English-born Canadian activist, diplomat and politician (1874–1948)

Adelaide Wilson Plumptre (1874 – 1948) was an English-born Canadian activist, diplomat and politician.

== Biography ==
She was born Adelaide Proctor in Surrey, England, and studied at Somerville College, Oxford University. There she met and married Henry Pemberton Plumptre, the vice-principal of the theological college. They moved to Toronto in 1901 when he accepted the position of principal at Wycliffe College. Upon arrival she took a job at Havergal College, an elite Anglican girls' school.

H. P. Plumptre became an important figure in the local Anglican church, rising to become rector of St. James Cathedral. Adelaide Plumptre became a committed activist in an array of different causes. She was active in the YWCA, a founding member of Girl Guides of Canada, and active in the women's movement and the Canadian Council of Women. She was most involved with the Red Cross. She became Director of Supplies of the Canadian Red Cross in September 1914 and remained in that role for the whole of the First World War. She took the lead in organizing the logistics of the Red Cross' wartime relief efforts across Canada and overseas. She also directed the communications and recruitment of the Red Cross, writing much of the material herself. She was the first woman named to the executive of the Canadian Red Cross. In 1918, she was appointed by the federal government to be chair of the Woman's War Council.

In 1926, she was elected to the school board. She served on the board for nine years, and became the first woman elected chair of the Toronto Board of Education. In 1931, she was made Canada's delegate to the League of Nations in Geneva, one of only two women to be a delegate to the league. She was also the Canadian delegate to the International Red Cross meeting held in Tokyo in 1934.

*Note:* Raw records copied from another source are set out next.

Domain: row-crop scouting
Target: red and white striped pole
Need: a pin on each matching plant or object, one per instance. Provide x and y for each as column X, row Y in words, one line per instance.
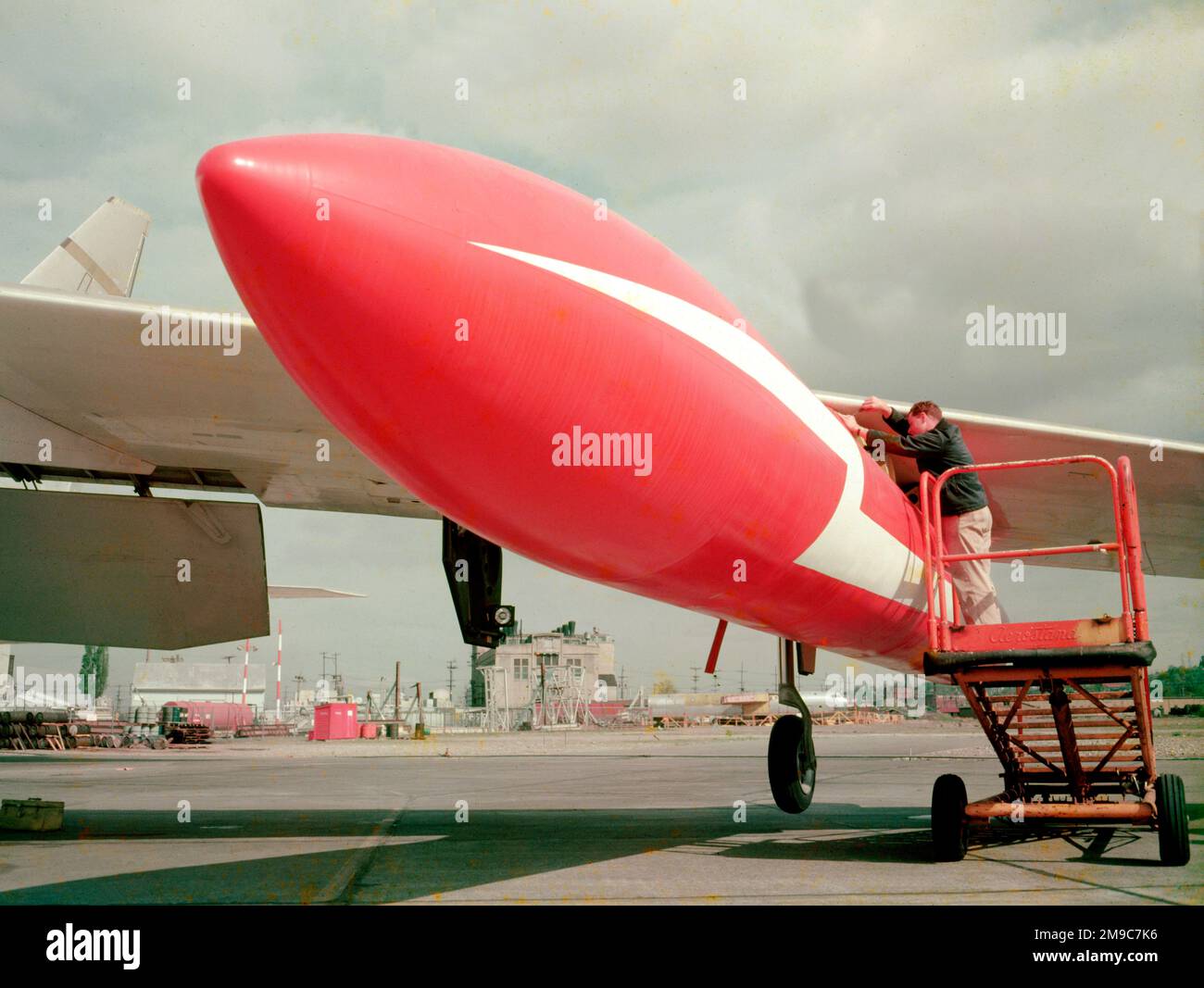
column 280, row 650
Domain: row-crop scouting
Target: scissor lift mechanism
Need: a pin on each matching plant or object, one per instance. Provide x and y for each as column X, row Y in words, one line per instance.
column 1064, row 704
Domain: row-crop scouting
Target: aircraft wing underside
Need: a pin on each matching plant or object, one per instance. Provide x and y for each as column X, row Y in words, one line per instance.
column 73, row 369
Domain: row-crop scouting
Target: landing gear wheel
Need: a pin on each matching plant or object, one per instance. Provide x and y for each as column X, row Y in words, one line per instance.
column 791, row 763
column 1172, row 804
column 950, row 834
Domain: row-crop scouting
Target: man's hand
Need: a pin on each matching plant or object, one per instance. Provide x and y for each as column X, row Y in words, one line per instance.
column 851, row 425
column 877, row 405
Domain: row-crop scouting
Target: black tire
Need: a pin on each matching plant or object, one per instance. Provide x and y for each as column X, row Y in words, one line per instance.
column 1172, row 803
column 791, row 763
column 950, row 832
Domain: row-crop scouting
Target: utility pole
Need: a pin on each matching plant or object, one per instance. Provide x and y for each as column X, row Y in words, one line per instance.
column 336, row 680
column 396, row 703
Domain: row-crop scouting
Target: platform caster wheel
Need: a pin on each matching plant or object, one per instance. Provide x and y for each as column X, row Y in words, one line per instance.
column 791, row 763
column 1172, row 803
column 950, row 832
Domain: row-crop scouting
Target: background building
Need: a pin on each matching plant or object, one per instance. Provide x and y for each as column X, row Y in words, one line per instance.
column 521, row 655
column 169, row 679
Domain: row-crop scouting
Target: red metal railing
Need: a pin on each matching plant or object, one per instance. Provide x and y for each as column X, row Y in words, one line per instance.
column 1127, row 545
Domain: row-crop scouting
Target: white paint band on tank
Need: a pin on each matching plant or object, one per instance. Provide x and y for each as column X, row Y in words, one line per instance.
column 853, row 547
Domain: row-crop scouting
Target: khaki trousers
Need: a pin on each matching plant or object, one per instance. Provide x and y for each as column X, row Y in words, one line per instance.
column 972, row 533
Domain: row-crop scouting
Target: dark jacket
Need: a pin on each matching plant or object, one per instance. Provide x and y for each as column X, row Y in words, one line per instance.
column 934, row 453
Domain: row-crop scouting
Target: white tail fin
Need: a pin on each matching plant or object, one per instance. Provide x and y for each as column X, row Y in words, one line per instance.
column 101, row 256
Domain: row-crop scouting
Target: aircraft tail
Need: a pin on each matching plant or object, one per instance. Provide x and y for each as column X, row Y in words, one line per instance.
column 101, row 256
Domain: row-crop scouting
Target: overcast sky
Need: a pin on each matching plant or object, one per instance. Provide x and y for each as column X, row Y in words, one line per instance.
column 1040, row 204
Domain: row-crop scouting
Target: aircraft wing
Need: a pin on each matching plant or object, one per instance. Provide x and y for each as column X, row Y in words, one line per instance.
column 1072, row 505
column 73, row 370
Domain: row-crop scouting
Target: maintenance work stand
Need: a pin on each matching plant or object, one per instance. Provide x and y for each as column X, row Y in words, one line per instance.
column 1064, row 704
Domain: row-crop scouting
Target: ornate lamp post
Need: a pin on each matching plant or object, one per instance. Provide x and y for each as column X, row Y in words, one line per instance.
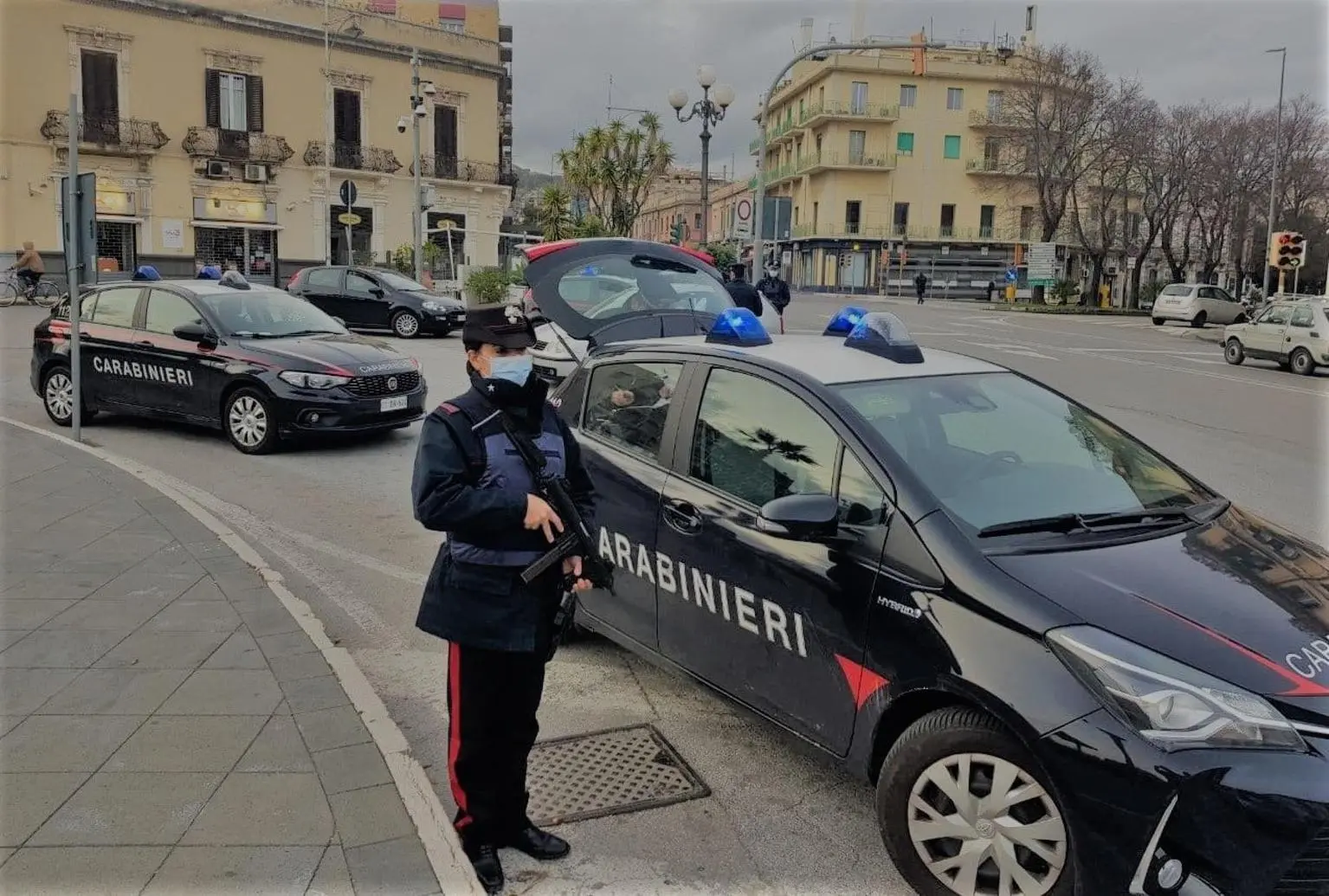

In 1936, she became the third woman elected to Toronto City Council. On city council she was a committed activist for the city's poor. In 1941, she attempted to become the first woman to win a seat on the powerful Board of Control, but lost by a few hundred votes. During the Second World War she resumed her work with the Red Cross and led the Prisoner of War Bureau. She was appointed CBE in 1943.